In [1]:
# Libraries
import pandas as pd
import numpy as np
import gensim
import gensim.corpora as corpora
from gensim.utils import simple_preprocess
from gensim.models import CoherenceModel

import spacy
from nltk.corpus import stopwords
import re

import pyLDAvis
import pyLDAvis.gensim

In [2]:
# reading in data from contest 853
df = pd.read_csv("853.csv")

df.head()

Unnamed: 0,caption,mean,precision,votes,not_funny,somewhat_funny,funny
0,Who knew the Swiss had a navy?,1.675661,0.018367,1816,946,513,357
1,Weapons down. It's the Swiss.,1.672884,0.020759,1394,721,408,265
2,"Wow, and that’s just the tip of the Jarlsberg!",1.643323,0.01838,1685,886,512,286
3,All we need now is to find a port,1.639823,0.012828,3837,2151,917,769
4,We must be directly over where Wisconsin used ...,1.638809,0.022989,1041,542,333,166


In [3]:
# removing columns
df_subset = df.drop(columns=['mean', 'precision', 'votes', 'not_funny', 'somewhat_funny', 'funny'], axis=1)

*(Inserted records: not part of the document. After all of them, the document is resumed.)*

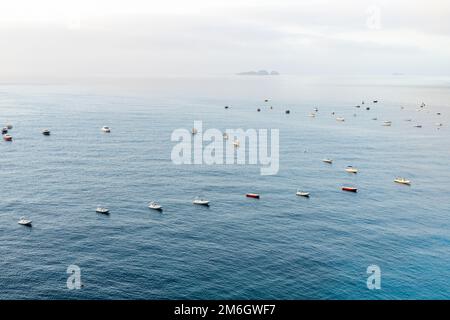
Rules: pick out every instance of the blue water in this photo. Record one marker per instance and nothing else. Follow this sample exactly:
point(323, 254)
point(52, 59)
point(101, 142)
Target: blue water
point(279, 247)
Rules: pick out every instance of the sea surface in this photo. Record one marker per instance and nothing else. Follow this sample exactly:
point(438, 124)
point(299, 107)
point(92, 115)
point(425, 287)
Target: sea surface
point(278, 247)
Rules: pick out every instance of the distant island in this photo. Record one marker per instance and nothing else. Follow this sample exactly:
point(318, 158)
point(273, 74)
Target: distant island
point(258, 73)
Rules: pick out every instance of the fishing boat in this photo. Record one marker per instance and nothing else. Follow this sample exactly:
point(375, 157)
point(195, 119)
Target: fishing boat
point(201, 202)
point(155, 206)
point(25, 222)
point(102, 210)
point(350, 169)
point(302, 194)
point(349, 189)
point(402, 181)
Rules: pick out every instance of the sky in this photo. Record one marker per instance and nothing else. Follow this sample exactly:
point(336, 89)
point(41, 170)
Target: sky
point(142, 38)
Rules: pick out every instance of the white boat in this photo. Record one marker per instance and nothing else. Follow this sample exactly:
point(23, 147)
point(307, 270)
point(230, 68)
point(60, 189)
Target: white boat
point(155, 206)
point(302, 194)
point(402, 181)
point(25, 222)
point(350, 169)
point(200, 201)
point(102, 210)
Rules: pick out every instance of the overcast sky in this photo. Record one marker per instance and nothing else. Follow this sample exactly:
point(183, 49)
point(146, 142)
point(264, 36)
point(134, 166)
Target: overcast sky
point(180, 37)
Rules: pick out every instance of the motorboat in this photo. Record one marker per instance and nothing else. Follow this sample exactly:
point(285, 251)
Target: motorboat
point(302, 194)
point(155, 206)
point(402, 181)
point(350, 169)
point(102, 210)
point(201, 202)
point(25, 222)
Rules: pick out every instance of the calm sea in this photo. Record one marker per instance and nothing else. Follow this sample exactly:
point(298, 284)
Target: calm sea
point(279, 247)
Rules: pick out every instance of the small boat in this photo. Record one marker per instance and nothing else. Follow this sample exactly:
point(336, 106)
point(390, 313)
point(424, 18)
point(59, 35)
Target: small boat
point(350, 169)
point(155, 206)
point(402, 181)
point(25, 222)
point(201, 202)
point(102, 210)
point(302, 194)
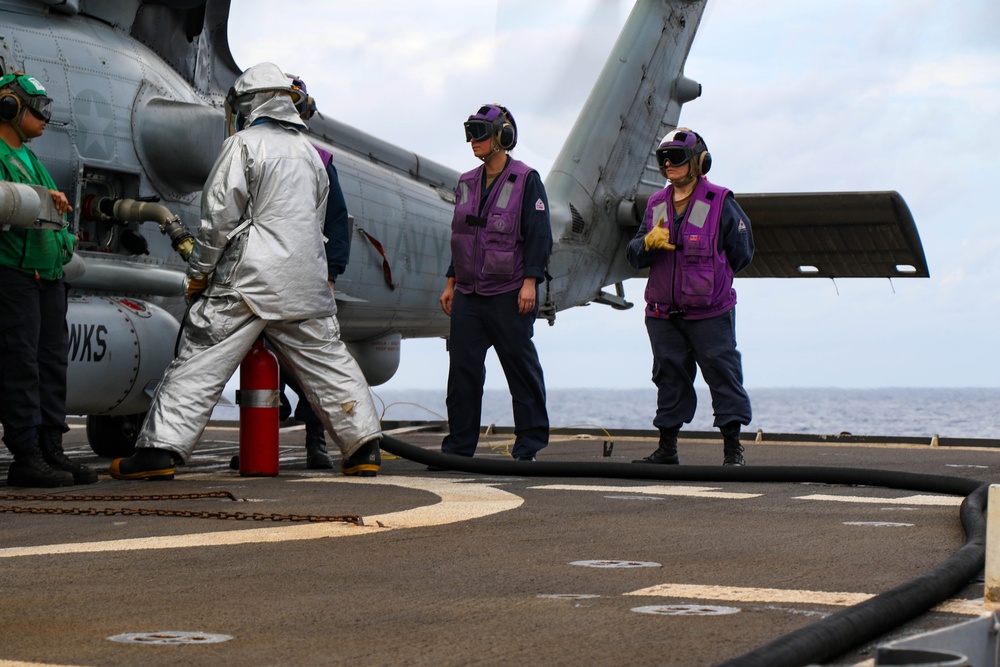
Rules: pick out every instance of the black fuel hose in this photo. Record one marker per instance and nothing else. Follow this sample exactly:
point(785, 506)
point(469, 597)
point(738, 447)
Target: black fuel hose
point(836, 634)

# subsetting first 100 rows
df_subset = df_subset.head(100)

df_subset.head()

Unnamed: 0,caption
0,Who knew the Swiss had a navy?
1,Weapons down. It's the Swiss.
2,"Wow, and that’s just the tip of the Jarlsberg!"
3,All we need now is to find a port
4,We must be directly over where Wisconsin used ...


In [4]:
# stopwords
stopwords = stopwords.words("english")

In [5]:
# Remove punctuation
df_subset['caption_processed'] = \
df_subset['caption'].map(lambda x: re.sub('[,\.!?]', '', x))

# Convert the titles to lowercase
df_subset['caption_processed'] = \
df_subset['caption_processed'].map(lambda x: x.lower())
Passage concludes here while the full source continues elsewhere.